Cezaevindeki kızına ve kızının koğuş arkadaşına para gönderdiği için hakkında "örgüte finans sağlamak" iddiasıyla 4 yıl 2 ay hapis cezası verilen 75 yaşındaki Hatice Yıldız, cezanın onanması üzerine 23 Mart’ta tutuklanarak cezaevine gönderildi. Demans, yüksek tansiyon, kemik erimesi gibi ağır hastalıkları olmasına rağmen cezaevinde tutulmaya devam edilen Yıldız’ın oğlu Alper Yıldız, annesinin son süreçte yaşadığı sağlık sorunlarına dikkat çekerek, Adli Tıp Kurumu’nun (ATK) verdiği raporlara tepki gösterdi.

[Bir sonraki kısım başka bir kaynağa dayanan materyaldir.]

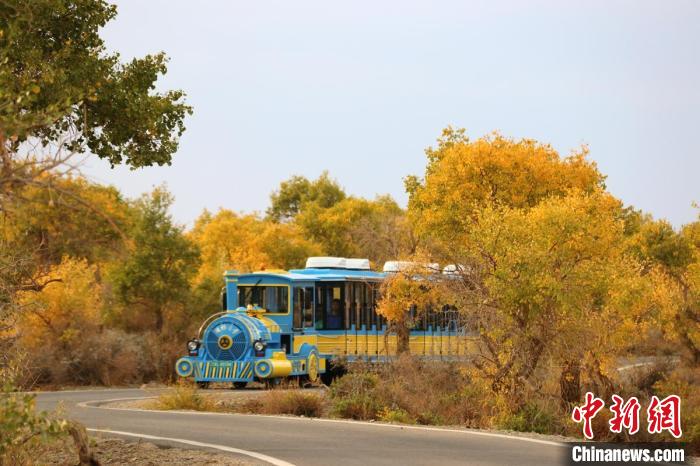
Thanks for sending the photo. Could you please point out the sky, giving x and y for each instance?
(361, 88)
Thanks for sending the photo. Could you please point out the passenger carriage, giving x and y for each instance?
(299, 323)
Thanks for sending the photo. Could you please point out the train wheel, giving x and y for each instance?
(272, 383)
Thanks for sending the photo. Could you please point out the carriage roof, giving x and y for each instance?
(307, 275)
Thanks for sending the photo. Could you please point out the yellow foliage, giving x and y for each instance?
(246, 243)
(464, 175)
(64, 312)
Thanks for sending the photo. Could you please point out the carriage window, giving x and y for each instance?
(303, 307)
(330, 311)
(274, 299)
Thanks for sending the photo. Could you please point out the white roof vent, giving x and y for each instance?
(326, 263)
(398, 266)
(453, 269)
(357, 264)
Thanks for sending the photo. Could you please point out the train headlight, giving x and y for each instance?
(193, 346)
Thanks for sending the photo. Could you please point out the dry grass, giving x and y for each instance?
(294, 402)
(184, 396)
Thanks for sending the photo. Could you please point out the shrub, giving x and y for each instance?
(396, 415)
(530, 418)
(20, 425)
(295, 402)
(412, 391)
(184, 396)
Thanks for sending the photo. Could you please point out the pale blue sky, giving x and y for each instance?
(361, 88)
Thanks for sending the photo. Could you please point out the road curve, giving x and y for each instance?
(303, 441)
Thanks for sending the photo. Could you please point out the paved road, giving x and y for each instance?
(307, 441)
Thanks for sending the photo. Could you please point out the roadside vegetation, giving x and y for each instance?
(557, 279)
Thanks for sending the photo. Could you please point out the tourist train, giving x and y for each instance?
(306, 323)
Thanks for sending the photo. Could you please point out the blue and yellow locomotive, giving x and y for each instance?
(297, 323)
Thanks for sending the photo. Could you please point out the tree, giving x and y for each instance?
(247, 243)
(462, 176)
(673, 259)
(357, 227)
(60, 319)
(59, 86)
(156, 276)
(293, 194)
(61, 95)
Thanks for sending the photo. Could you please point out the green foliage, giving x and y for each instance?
(20, 423)
(72, 217)
(531, 418)
(353, 397)
(56, 78)
(157, 273)
(294, 402)
(293, 194)
(396, 415)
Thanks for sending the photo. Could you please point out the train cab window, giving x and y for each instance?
(308, 307)
(303, 308)
(273, 299)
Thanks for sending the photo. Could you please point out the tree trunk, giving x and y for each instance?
(402, 338)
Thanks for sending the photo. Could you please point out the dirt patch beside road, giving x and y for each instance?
(110, 451)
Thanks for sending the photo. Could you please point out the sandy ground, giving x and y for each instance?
(109, 451)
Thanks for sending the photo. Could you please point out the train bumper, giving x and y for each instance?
(216, 371)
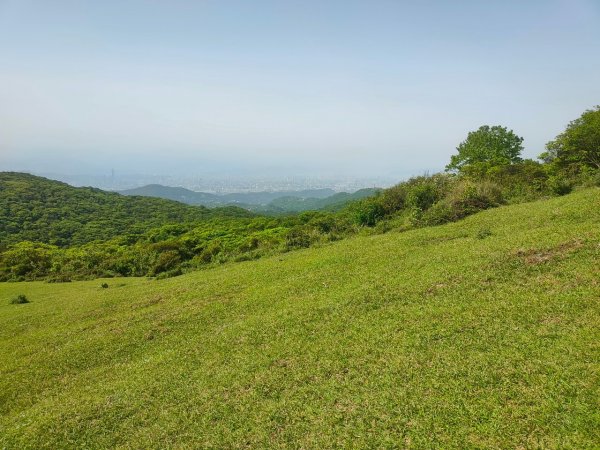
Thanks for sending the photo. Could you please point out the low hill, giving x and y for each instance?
(246, 199)
(477, 334)
(334, 202)
(38, 209)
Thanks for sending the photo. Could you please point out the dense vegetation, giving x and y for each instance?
(51, 226)
(37, 209)
(476, 334)
(272, 202)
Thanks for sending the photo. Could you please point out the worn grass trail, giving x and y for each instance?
(482, 334)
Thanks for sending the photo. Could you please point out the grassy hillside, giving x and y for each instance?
(37, 209)
(476, 334)
(334, 202)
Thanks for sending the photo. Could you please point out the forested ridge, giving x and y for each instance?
(38, 209)
(53, 231)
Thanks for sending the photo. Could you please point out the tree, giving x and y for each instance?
(578, 147)
(485, 148)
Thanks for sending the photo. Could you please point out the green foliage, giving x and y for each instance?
(37, 209)
(19, 300)
(559, 185)
(428, 339)
(486, 148)
(578, 147)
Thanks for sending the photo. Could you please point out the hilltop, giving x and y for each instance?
(479, 333)
(267, 202)
(38, 209)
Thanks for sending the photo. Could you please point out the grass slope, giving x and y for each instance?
(430, 338)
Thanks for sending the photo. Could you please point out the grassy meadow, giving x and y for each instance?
(482, 333)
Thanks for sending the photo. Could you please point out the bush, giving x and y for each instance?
(19, 300)
(369, 212)
(464, 199)
(559, 185)
(483, 233)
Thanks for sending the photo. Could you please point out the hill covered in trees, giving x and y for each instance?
(476, 334)
(37, 209)
(55, 232)
(271, 203)
(247, 200)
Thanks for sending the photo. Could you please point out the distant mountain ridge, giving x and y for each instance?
(265, 201)
(190, 197)
(38, 209)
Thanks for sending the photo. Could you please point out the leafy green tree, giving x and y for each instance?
(578, 147)
(485, 148)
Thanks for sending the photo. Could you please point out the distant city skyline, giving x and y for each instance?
(337, 89)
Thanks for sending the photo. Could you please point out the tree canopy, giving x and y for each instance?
(578, 147)
(487, 147)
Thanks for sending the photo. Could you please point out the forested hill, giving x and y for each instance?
(240, 198)
(38, 209)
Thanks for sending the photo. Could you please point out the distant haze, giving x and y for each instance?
(277, 88)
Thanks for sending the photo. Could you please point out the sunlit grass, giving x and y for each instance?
(481, 333)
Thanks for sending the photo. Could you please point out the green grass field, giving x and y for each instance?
(477, 334)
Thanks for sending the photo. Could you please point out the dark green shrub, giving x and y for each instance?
(422, 196)
(559, 185)
(19, 300)
(483, 233)
(166, 261)
(297, 238)
(369, 212)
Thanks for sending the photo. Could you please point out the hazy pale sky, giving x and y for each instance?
(325, 87)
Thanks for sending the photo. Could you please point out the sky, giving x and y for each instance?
(320, 88)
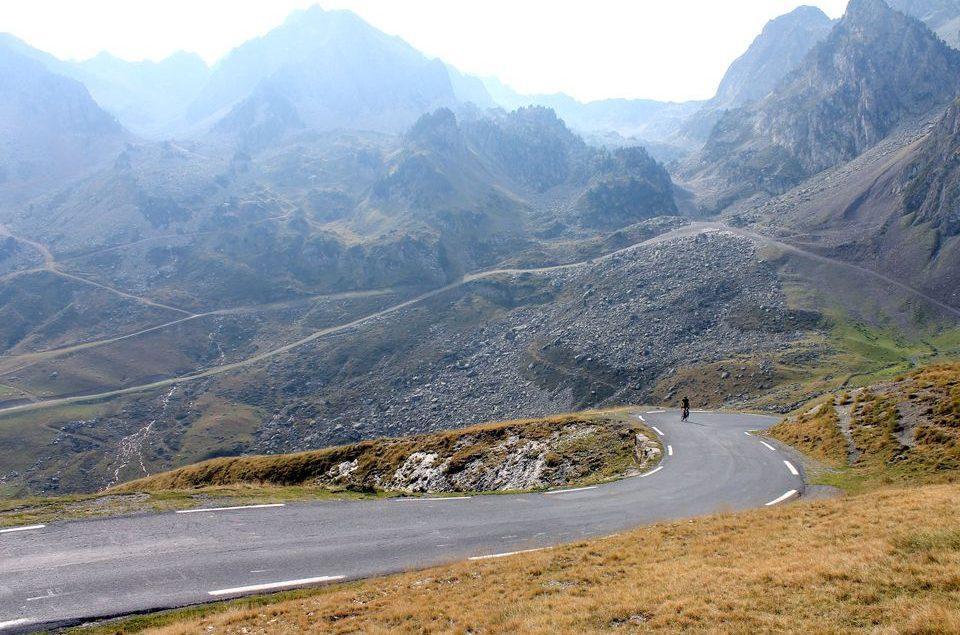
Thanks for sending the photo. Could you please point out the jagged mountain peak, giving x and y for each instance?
(878, 69)
(779, 48)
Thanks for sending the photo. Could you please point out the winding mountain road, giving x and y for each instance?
(71, 572)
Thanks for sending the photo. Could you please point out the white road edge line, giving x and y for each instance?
(567, 491)
(506, 554)
(11, 623)
(402, 499)
(275, 585)
(10, 530)
(782, 498)
(227, 509)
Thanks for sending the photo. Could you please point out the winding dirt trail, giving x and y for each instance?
(687, 230)
(691, 229)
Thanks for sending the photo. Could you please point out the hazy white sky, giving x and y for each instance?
(591, 49)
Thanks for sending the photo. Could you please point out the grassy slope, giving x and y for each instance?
(603, 455)
(600, 456)
(882, 561)
(903, 431)
(886, 560)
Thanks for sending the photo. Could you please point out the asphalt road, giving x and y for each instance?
(74, 571)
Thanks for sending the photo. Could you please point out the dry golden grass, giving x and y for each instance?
(815, 433)
(884, 562)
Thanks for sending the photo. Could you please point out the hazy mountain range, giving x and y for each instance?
(329, 236)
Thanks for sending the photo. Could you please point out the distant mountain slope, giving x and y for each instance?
(892, 210)
(877, 69)
(50, 127)
(334, 69)
(943, 16)
(647, 120)
(147, 97)
(780, 48)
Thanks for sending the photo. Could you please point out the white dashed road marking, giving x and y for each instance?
(567, 491)
(275, 585)
(227, 509)
(10, 530)
(653, 471)
(434, 498)
(782, 498)
(506, 554)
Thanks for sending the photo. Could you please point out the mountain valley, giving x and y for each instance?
(287, 272)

Annesinin gönderdiği paranın direk tutsakların değil, cezaevi idaresinin hesabına yattığını vurgulayan Yıldız, bu durumdan suç üretilmesine tepki gösterdi.
'EKMEĞİ BÖLÜŞMEK SUÇ MU?'
Annesinin tutuklanmasının siyasi bir karar olduğunu belirten Yıldız, bu tutuklamalara rağmen tutsaklara para göndermekten vazgeçmeyeceklerini vurguladı. Yıldız, “Bu insanlar düşüncelerinden dolayı cezaevindeler. Aynı ekmeği paylaşıyorlar, aynı yemeği yiyorlar, aynı yatağı paylaşıyorlar. Şu anda annemize para gönderiyoruz, bütün arkadaşları ile paylaşmasını istiyoruz. Oradaki arkadaşlar zaten o ekmeği paylaşıyorlar. O parayı zaten beraber harcıyorlar. Ekmeği bölüşmek suç mu?” diye sordu.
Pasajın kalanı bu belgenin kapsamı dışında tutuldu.